The cause traces to a single decision. Novitas, the Medicare Administrative Contractor with jurisdiction over Pacific Edge’s US laboratory, withdrew reimbursement for its Cxbladder bladder cancer tests, with coverage formally ending in April 2025. Medicare had been underwriting roughly 56 to 60% of operating revenue. As CEO Dr Peter Meintjes put it to NBR in June 2026, “it was like sprinting a marathon”.

Clinical merit didn’t save it

This is the part that should unsettle anyone backing a medtech play. Cxbladder is not a fringe product. Its Triage test was included in the American Urological Association’s microhematuria guidelines in February 2025. Pacific Edge had spent more than a decade commercialising Otago University science in the US market. None of it prevented the withdrawal, and a judicial review of the Novitas decision was unsuccessful.

The coverage determination process is regional and administrative, not a national clinical judgement. A contractor based in Texas had the unilateral power to halve a NZ-listed company’s top line and trigger a 13-month revenue collapse, regardless of the science behind the product. For investors, that is the single most important sentence in this story.

Surviving the burn

To its credit, management did not sit still. Pacific Edge had initially forecast a revenue blow of up to 70%, so the actual 47.4% decline beats its own grim baseline. APAC test volumes grew 7.9% to 5,406 tests, and private payer gains in the US plugged part of the Medicare hole. Total expenses fell 9.5% to $49.3 million, and monthly cash burn was cut from $3.3 million to $2.4 million across the two halves of the year.

But survival came at a cost to existing shareholders. The company’s net assets eroded from $26.0 million to $10.7 million in a single year, and cash fell to $7.8 million from $22.6 million. Two capital raises totalling $36.1 million, including a $25.4 million placement at $0.17 a share, kept the lights on, funded predominantly by investors already on the register. Meintjes called that loyalty “a fantastic result.” It was also the only thing standing between the company and the wall.

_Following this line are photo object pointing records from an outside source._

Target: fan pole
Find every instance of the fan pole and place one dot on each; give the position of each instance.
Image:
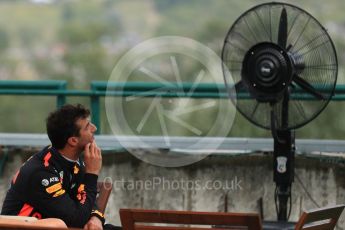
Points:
(284, 157)
(284, 154)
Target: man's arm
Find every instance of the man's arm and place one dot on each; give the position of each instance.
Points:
(53, 201)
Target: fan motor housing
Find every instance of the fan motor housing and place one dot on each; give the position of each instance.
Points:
(267, 71)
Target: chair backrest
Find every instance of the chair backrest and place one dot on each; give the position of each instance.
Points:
(140, 219)
(320, 219)
(103, 190)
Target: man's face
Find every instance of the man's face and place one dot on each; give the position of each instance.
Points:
(86, 132)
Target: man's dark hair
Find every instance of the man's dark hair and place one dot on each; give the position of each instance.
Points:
(61, 124)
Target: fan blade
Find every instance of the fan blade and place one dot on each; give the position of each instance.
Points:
(307, 87)
(282, 35)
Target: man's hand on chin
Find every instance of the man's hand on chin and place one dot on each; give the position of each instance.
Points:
(93, 224)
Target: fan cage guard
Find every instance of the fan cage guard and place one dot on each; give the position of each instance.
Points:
(309, 44)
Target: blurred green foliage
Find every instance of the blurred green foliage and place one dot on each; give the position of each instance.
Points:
(81, 41)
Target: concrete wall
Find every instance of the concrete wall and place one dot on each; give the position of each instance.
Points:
(216, 183)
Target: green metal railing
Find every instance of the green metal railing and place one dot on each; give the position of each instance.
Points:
(100, 89)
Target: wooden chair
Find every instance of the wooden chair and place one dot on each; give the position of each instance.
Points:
(141, 219)
(103, 190)
(22, 222)
(320, 219)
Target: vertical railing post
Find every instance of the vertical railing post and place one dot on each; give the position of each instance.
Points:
(61, 98)
(95, 108)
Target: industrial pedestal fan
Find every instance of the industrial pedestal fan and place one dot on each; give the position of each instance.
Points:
(284, 66)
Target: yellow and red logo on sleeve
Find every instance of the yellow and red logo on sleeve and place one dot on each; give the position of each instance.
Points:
(54, 188)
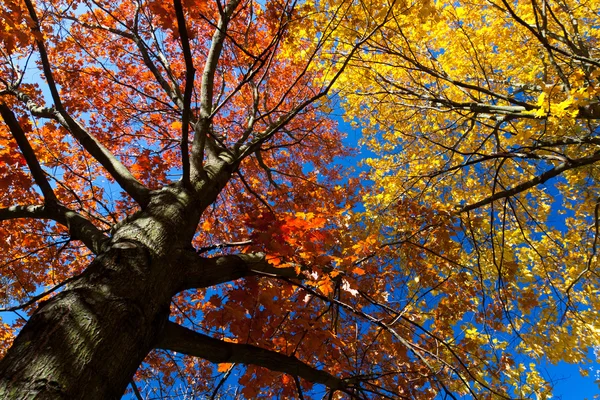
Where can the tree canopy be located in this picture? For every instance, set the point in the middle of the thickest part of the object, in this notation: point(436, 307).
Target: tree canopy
point(180, 217)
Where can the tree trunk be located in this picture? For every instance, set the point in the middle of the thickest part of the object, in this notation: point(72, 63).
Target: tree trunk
point(88, 341)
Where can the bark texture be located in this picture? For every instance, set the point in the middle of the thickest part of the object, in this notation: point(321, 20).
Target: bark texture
point(87, 342)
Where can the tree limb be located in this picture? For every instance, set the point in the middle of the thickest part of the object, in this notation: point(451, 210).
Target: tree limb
point(183, 340)
point(538, 180)
point(206, 91)
point(189, 87)
point(32, 162)
point(203, 272)
point(117, 170)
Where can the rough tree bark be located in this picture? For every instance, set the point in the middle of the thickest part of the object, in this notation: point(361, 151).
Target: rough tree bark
point(88, 341)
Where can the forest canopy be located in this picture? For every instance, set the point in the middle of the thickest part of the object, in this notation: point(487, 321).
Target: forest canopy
point(182, 216)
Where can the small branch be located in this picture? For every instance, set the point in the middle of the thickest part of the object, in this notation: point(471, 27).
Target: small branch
point(203, 272)
point(182, 340)
point(538, 180)
point(117, 170)
point(34, 166)
point(187, 95)
point(222, 246)
point(39, 296)
point(80, 228)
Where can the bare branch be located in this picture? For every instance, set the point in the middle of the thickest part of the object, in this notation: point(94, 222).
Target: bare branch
point(80, 228)
point(118, 171)
point(34, 166)
point(205, 272)
point(189, 87)
point(538, 180)
point(182, 340)
point(202, 128)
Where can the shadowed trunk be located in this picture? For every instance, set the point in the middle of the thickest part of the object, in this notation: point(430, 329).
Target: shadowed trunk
point(88, 341)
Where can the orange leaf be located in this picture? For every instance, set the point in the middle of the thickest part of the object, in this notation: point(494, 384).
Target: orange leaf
point(224, 367)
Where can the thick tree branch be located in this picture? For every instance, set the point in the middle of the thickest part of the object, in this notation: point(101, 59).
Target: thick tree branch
point(118, 171)
point(538, 180)
point(182, 340)
point(189, 87)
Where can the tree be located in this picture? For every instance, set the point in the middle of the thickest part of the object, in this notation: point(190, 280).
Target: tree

The same regulator that giveth

The recovery hinges on the same Novitas process that nearly killed it. In mid-May 2026, the contractor published a draft Local Coverage Determination proposing Medicare coverage for urine-based biomarker testing in hematuria evaluation. Cxbladder Triage and Triage Plus were specifically indicated, while legacy and competing products were excluded for insufficient evidence, handing Pacific Edge a potential competitive moat covering roughly 20 million Americans aged 65 and over.

The maths have also improved. The new Triage Plus product carries a Medicare price of US$1,328 per test, a 75% premium over the legacy US$760. As Meintjes told RNZ in May 2026, that means “more revenue per test, more margin per test, higher margin percentage per test.” Chairman Simon Flood called the draft a “defining milestone”.

What this means for medtech investors

The risk has not gone away. The auditor flagged material uncertainty around the LCD outcome and the need for further funding, and Pacific Edge still has to rebuild physician relationships scorched by a 13-month coverage gap. Meintjes conceded some doctors will say “this whole experience has left a bad taste in our mouths”.

The broader lesson is structural, not company-specific. Any business that lets a single foreign government payer control the majority of its revenue is one administrative ruling away from a crisis, no matter how good the product or how strong the clinical evidence. Pacific Edge’s survival is a genuine testament to management discipline and investor nerve. But the final determination, expected before the end of 2026, is the next gate, and the company is once again at the mercy of a process it cannot control.